In the first three months of 2017, the United States experienced five weather and climate disasters costing over $1 billion each, according to the National Oceanic and Atmospheric Administration.
This is the highest number of billion dollar disasters to take place during the first three months of the year since U.S. records of this type began in 1980.
It doubles the U.S. average number of disasters for January through March over the last five years.
“These months were part of a transition period from a very weak La Niña toward an El Niño,” AccuWeather Meteorologist Tyler Roys said.
La Niña refers to cooler-than-normal ocean water temperatures in the Pacific Ocean near the equator.
El Niño is the direct opposite, characterized by warmer-than-normal water temperatures in this region.

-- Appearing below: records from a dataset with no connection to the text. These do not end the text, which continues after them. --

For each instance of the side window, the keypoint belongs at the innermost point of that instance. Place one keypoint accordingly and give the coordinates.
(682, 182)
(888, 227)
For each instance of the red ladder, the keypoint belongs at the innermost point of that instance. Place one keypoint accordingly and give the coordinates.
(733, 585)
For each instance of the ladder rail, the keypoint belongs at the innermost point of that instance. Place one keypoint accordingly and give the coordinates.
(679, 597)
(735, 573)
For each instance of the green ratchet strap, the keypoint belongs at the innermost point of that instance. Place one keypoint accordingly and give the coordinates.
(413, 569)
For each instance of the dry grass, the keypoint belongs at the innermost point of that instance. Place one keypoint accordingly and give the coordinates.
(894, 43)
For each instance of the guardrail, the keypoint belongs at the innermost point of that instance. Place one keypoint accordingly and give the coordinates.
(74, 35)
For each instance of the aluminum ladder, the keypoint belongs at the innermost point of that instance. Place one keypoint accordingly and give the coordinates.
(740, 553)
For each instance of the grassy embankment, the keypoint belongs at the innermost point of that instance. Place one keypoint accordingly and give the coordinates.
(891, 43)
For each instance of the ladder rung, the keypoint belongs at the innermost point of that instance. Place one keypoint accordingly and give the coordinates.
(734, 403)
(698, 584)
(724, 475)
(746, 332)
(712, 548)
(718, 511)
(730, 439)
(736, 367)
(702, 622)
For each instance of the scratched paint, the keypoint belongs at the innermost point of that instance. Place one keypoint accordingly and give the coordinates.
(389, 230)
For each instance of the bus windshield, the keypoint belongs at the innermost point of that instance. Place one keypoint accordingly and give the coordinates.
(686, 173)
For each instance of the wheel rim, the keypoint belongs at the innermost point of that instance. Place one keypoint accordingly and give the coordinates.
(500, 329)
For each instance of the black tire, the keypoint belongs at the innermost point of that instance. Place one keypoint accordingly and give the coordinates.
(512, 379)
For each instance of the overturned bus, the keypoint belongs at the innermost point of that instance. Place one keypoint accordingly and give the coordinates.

“During these transitions, we can experience a prolonged stormy period that may produce a higher-than-normal amount of extreme events,” Roys said.
Meteorologists say the transition is ongoing and an El Niño is expected to be underway by the second half of this summer.
This could mean that disaster events will continue to increase in number; however, they’re unlikely to occur at the same rate.
“With El Niño predicted to develop by late summer, we do expect the frequency to drop off,” he said.
To date, the disasters have included flooding and landslides across California in February, a March freeze in the Southeast which heavily damaged fruit crops, and three deadly and widespread tornado outbreaks across the midwestern, central and southern U.S.
Collectively, these events killed 37 people and resulted in $5.8 billion in damages.
The last time the weather pattern transitioned from a La Niña to El Niño was in 2012. That year, the U.S. recorded nine extreme events with most occurring during the transition period from February to August.